Aragão também falou ao Brasil de Fato sobre outros temas transversais ao atual processo de impeachment. Na visão dele, antes de buscar outro referencial, como uma reforma jurídica, o Direito brasileiro precisa tomar atitudes mais embrionárias, revendo a formação acadêmica dos profissionais.

O ex-ministro defendeu ainda um novo sistema de seleção que seja mais cuidadoso e qualificado que o atual formato de concurso público. “Temos que fazer uma revolução no ensino jurídico”, advogou.

Por fim, Aragão disse apostar em uma futura descrença da sociedade em relação às instituições brasileiras após os fatos que se desenrolam no cenário político atual.

Confira abaixo a íntegra da entrevista exclusiva, concedida durante o evento:

Brasil de Fato - Você disse na abertura do evento que o Brasil nunca vai conseguir superar a politização dos tribunais porque toda decisão final é política…

Eugênio Aragão - Isso. Toda decisão é sempre política, e a técnica serve para dar consistência à política. A questão é se ela é devidamente utilizada. É aí que está.
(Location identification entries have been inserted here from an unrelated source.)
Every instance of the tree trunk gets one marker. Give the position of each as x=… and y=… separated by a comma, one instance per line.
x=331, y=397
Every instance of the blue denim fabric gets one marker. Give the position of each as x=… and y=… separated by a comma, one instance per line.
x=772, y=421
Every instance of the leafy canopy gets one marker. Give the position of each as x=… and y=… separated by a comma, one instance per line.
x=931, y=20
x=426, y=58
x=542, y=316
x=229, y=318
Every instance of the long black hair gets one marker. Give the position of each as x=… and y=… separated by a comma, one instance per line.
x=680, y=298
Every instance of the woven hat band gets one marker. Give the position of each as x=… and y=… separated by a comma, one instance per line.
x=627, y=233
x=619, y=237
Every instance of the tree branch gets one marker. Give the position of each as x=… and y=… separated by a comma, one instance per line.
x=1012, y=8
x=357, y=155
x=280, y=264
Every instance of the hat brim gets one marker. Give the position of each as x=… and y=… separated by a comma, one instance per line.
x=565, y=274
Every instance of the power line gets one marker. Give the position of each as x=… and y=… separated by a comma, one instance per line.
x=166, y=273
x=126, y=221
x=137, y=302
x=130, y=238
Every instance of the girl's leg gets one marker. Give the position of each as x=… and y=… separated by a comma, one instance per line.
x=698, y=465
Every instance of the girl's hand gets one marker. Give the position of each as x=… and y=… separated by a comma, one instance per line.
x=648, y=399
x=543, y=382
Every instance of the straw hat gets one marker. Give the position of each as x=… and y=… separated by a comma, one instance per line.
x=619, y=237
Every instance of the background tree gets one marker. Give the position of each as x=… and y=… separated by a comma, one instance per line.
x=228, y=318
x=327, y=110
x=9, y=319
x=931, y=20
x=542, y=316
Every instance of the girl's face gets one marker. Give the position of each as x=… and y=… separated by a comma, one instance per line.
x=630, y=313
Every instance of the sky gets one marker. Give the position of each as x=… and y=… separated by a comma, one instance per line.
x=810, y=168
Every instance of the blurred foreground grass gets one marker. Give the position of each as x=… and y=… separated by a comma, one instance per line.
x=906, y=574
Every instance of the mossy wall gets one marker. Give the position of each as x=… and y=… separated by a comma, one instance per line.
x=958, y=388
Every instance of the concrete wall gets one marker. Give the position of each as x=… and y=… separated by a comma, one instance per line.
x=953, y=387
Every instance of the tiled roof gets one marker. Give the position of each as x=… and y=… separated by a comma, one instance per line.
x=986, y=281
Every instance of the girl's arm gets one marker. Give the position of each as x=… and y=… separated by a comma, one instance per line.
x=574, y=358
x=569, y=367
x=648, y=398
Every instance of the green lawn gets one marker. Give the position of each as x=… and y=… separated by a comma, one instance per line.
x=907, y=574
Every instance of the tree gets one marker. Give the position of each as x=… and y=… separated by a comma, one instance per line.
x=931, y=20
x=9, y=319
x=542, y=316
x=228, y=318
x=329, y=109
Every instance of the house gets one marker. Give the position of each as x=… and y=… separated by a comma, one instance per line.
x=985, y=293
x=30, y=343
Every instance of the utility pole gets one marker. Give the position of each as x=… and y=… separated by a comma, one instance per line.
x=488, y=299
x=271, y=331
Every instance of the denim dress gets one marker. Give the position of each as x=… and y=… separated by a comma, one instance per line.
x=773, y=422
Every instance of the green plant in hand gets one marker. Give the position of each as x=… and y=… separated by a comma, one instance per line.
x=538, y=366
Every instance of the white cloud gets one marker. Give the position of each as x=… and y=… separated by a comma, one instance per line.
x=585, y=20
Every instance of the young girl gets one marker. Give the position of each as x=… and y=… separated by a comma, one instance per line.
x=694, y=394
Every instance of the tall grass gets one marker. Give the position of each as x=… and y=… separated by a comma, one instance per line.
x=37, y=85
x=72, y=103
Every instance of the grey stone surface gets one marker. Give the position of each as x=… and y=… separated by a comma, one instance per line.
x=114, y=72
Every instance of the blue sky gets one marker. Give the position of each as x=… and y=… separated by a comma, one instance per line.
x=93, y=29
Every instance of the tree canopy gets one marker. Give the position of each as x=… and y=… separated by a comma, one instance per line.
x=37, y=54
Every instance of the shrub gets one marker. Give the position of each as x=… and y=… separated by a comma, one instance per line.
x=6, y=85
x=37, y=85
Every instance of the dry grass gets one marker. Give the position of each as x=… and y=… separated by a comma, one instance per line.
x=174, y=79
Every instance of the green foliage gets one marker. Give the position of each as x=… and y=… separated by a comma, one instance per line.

A gente não tem que ficar escondendo o caráter político das coisas. Nós temos que assumi-lo abertamente, transparentemente, porque o Judiciário é a expressão da soberania popular. Não temos que escamotear nada, e a técnica tem sido usada pra escamotear as políticas que estão por trás.

A política tem que vir à frente e mostrar claramente as opções que os tribunais fazem, porque eles fazem opções, claro, e elas merecem ser discutidas pela sociedade.

Na sua visão, este momento político que estamos vivendo demonstraria uma certa fragilidade da Constituição Federal como referencial maior?

Eu diria que estamos vivendo é um desamor pela Constituição. Quando as pessoas começam a se dizer saudosas em relação à ditadura militar, quando elas começam a debochar de direitos, de pautas progressistas, isso mostra um verdadeiro desamor pela Carta Magna. E isso é reflexo de um processo de sua deslegitimação.

De onde vem a fragilização das instituições brasileiras, na sua opinião?

São várias as razões, mas eu destacaria o modo de se fazer política como a primeira delas. Porque no Brasil ela tem sido feita com assalto aos recursos públicos, tem se financiado a partir disso, o que provocou a sua deslegitimação. E, quando isso acontece, outros órgãos indevidamente se politizam, porque a política é um espaço que precisa ser ocupado.

Se aqueles que devem ocupar legitimamente esse território se deslegitimam, outros vão aparecer. Então, hoje o Judiciário e o Ministério Público ocupam um terreno que teoricamente era dos políticos eleitos. Agora, quem disse que o Judiciário e o MP, ao fazerem política, são mais legítimos do que os representantes eleitos pelo povo?

Que tipo de influência esse protagonismo do Judiciário no atual contexto político pode trazer ao campo jurídico?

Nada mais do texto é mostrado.